Beşiktaş’taki bir parkta, annesinin refakatinde oynarken esrarengiz şekilde kaybolan beş yaşındaki üstün yetenekli çocuk Simten’in bulunması için polis dedektifleri zor bir soruşturma yürütmektedirler. Öte yandan Kuştepe’deki mahallesinde özel dedektiflik mesleği icra etmekte olan medyum Doruk sentetik morfin yardımıyla transa geçip müşterilerinin sorunlarını çözüme kavuşturmakta ve onların kaderlerini değiştirmektedir. Doruk’un vakaların uykusuna yatarak gittiği ve gerçeküstü bir yer görünümündeki sanayi şirketi Cennet A.Ş.’nin merkez üssündeki kariyeri saygın bir seviyeye ulaşmıştır.
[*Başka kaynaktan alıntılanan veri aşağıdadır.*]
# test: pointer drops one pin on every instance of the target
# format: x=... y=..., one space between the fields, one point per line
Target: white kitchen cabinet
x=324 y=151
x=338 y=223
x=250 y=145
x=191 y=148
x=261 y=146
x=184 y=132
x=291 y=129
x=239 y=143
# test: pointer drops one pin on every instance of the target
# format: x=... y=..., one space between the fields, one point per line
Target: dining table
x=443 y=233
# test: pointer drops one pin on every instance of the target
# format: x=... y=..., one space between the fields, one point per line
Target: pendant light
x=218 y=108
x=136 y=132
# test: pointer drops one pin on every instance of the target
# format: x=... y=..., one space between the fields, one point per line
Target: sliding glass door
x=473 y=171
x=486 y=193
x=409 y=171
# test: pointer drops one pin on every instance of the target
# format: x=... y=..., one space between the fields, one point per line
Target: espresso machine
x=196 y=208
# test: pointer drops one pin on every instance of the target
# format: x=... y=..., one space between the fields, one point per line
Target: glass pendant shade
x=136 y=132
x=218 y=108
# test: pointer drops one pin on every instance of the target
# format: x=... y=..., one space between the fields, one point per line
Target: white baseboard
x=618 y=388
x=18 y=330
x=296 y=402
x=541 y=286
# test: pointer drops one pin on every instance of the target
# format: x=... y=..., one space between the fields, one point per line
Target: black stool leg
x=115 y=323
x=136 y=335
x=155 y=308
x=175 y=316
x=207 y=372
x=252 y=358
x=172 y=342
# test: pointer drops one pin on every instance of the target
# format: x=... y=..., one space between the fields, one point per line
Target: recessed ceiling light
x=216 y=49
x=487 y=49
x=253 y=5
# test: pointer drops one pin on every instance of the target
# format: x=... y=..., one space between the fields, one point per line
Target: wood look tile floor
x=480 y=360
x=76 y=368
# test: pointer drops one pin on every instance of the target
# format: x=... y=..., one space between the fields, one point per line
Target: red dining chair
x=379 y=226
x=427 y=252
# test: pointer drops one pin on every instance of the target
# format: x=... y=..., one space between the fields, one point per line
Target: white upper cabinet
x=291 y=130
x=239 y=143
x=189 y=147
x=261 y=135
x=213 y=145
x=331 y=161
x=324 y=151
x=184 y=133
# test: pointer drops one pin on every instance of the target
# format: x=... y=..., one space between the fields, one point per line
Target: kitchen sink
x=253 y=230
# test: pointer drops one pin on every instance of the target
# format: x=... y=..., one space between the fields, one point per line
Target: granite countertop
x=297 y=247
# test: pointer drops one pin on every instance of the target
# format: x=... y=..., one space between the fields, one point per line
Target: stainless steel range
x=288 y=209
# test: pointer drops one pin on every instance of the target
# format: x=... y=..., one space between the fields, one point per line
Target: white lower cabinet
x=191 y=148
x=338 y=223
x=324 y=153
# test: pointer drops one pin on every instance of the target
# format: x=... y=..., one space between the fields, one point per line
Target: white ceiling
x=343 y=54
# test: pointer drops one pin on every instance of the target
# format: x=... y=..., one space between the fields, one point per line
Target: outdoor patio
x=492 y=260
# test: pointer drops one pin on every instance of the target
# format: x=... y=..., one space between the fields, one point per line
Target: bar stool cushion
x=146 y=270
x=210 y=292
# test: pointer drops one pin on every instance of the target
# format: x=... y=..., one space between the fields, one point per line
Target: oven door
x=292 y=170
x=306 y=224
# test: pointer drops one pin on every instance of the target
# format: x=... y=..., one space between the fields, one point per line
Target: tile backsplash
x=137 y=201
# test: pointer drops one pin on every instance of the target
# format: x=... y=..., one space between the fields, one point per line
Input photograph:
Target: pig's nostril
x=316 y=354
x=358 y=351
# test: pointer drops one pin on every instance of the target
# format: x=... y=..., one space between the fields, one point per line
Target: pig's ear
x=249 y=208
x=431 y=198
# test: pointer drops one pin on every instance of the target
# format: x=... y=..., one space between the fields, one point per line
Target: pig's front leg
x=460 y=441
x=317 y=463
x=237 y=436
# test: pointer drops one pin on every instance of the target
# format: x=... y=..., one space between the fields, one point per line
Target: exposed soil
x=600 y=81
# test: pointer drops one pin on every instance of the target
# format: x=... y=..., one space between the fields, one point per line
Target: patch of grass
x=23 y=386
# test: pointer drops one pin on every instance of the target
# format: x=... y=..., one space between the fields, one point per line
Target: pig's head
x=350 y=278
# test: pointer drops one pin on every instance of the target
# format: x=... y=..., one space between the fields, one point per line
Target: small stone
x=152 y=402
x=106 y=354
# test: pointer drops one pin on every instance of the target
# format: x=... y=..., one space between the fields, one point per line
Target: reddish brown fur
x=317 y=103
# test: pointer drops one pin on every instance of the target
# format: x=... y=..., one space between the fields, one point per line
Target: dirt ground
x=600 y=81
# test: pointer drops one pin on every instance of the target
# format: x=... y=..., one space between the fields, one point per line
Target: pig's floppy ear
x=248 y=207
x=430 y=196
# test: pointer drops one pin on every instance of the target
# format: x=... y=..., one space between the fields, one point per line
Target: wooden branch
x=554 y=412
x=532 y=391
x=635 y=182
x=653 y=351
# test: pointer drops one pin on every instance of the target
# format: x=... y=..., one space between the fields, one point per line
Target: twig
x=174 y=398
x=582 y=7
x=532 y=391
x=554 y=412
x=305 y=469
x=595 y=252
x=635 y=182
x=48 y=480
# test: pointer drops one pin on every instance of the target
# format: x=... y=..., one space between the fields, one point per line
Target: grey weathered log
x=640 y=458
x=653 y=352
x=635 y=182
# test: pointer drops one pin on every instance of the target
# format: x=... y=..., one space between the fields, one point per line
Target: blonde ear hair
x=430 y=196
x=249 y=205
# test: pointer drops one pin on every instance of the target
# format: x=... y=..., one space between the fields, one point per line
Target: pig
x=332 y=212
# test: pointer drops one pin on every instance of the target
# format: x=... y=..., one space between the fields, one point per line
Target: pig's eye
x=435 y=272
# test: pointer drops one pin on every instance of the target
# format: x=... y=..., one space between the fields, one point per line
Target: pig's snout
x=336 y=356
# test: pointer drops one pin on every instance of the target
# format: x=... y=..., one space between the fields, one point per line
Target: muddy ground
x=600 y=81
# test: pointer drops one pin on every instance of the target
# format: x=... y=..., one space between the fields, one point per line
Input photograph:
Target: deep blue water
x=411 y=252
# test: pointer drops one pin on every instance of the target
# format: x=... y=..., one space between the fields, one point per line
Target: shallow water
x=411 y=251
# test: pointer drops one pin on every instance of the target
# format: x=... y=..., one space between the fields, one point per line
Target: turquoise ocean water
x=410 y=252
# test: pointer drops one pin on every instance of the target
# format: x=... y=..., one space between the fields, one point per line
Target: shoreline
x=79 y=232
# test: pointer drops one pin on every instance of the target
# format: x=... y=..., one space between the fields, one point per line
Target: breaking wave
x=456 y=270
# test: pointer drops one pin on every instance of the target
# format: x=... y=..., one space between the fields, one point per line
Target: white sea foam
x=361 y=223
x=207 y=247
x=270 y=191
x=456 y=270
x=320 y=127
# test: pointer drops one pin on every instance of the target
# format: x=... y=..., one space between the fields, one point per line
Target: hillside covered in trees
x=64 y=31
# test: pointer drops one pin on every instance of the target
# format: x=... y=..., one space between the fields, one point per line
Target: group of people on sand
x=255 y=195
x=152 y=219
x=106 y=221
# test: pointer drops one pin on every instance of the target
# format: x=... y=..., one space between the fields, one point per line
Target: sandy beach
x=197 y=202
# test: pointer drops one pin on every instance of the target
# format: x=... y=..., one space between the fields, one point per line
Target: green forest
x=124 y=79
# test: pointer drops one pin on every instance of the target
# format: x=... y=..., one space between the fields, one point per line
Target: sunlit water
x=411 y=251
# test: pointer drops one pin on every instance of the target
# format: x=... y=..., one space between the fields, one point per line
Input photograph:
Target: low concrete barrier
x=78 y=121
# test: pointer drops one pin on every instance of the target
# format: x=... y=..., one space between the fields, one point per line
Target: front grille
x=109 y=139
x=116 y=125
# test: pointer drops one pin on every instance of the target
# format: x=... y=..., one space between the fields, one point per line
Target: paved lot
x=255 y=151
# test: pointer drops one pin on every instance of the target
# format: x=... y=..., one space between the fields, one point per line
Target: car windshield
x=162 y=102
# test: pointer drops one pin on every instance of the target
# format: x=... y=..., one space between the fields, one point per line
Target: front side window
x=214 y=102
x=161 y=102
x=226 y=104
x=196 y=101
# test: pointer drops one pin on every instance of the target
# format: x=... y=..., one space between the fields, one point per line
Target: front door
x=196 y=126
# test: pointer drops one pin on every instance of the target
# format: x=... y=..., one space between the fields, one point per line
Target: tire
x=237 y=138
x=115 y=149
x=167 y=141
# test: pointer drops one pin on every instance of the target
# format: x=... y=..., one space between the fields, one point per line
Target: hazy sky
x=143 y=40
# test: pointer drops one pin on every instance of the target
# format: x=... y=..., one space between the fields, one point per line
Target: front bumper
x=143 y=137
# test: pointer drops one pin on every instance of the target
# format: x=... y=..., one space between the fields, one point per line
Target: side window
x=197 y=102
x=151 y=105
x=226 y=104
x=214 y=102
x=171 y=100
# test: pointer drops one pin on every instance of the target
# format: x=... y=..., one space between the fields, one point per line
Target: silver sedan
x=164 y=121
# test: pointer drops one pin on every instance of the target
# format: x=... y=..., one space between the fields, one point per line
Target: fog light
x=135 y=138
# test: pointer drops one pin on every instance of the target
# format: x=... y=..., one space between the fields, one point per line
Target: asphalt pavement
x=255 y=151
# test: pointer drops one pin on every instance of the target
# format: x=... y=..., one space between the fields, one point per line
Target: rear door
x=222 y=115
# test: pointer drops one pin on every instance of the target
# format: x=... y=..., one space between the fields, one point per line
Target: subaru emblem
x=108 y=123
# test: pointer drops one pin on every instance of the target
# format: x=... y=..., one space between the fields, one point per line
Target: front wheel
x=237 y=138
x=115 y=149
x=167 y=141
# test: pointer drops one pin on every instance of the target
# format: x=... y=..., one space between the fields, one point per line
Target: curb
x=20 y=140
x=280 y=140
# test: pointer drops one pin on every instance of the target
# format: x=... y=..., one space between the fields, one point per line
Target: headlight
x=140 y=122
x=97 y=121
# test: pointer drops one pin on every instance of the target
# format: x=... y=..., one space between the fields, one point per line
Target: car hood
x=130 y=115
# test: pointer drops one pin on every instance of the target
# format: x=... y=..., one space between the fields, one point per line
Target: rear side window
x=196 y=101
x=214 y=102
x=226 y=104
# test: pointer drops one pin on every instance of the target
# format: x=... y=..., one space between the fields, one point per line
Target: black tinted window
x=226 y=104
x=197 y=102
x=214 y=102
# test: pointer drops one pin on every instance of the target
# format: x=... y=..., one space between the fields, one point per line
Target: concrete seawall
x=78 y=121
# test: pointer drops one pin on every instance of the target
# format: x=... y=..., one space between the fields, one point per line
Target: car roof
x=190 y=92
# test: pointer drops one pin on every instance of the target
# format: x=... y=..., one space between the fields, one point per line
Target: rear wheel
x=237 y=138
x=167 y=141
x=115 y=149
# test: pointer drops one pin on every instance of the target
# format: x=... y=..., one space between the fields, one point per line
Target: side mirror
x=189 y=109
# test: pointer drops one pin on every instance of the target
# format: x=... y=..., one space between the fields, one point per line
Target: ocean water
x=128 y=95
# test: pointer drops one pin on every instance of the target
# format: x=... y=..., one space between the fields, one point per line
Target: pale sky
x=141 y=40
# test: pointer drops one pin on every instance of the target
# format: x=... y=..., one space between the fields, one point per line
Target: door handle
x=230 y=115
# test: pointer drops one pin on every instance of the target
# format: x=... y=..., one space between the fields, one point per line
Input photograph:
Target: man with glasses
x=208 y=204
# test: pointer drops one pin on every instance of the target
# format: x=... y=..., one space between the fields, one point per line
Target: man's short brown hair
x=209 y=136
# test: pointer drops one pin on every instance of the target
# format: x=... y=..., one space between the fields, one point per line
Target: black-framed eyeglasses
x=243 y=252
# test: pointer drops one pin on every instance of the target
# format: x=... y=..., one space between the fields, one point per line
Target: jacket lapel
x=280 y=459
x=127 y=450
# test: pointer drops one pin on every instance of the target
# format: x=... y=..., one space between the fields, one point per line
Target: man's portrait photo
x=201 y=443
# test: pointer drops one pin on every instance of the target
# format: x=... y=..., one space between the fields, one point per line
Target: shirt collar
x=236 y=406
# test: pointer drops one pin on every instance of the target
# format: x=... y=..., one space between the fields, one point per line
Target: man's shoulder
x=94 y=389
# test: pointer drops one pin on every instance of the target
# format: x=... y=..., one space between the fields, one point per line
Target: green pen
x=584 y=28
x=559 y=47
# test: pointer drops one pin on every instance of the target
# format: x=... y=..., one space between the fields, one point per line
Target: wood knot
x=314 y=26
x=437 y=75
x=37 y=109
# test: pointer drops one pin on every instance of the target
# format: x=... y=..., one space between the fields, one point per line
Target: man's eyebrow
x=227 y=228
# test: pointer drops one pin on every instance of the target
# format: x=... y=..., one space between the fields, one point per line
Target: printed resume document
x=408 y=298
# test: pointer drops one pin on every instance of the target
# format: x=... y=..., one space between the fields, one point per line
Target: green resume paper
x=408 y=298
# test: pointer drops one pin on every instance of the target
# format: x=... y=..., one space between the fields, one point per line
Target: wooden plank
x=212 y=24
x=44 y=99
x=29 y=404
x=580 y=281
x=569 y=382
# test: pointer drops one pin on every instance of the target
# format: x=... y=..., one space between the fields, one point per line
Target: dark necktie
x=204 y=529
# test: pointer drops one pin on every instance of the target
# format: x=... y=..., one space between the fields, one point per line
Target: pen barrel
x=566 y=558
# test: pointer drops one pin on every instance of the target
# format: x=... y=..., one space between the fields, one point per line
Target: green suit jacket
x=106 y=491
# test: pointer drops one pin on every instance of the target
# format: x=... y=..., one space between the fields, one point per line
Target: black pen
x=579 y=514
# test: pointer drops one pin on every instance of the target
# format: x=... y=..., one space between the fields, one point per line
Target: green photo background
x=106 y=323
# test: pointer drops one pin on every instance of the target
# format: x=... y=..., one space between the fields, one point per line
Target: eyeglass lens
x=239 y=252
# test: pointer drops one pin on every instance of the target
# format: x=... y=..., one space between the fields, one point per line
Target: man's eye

Doruk’un yeni aldığı dedektiflik vakasının onu derin bir bataklığa sürüklemesiyle birlikte giderek daha çetrefilli hale gelir. Küçük Simten’in dosyası kesiştiği paralel kurgunun çizgisinde ilerlemeye başlar ve hikâyenin sürprizli bir noktasında, Doruk ve Simten’in kaderleri de birleşir.
Ölümcül hastalığa mahkûm genç medyum Doruk’un parkta oyun oynarken kaybolan bir çocuğun polis soruşturmasına karışmasının hikâyesi olan Kayıp Şahıslar Bürosu, aynı zamanda yıllar içinde özerk bir bölge içinde kendi köksüz halkını oluşturmuş devasa bir şirketin yönetim yapısını sorgular. Polis küçük Simten’in izini sürerken, Doruk’un yolu kadın dergisi köşe yazarı Meltem’le kesişir ve onunla birlikte konuk öğrencisi olduğu Cennet yerleşkesinin yeraltı lâbirentlerinde metaforlarla dolu bir yolculuğa çıkarlar.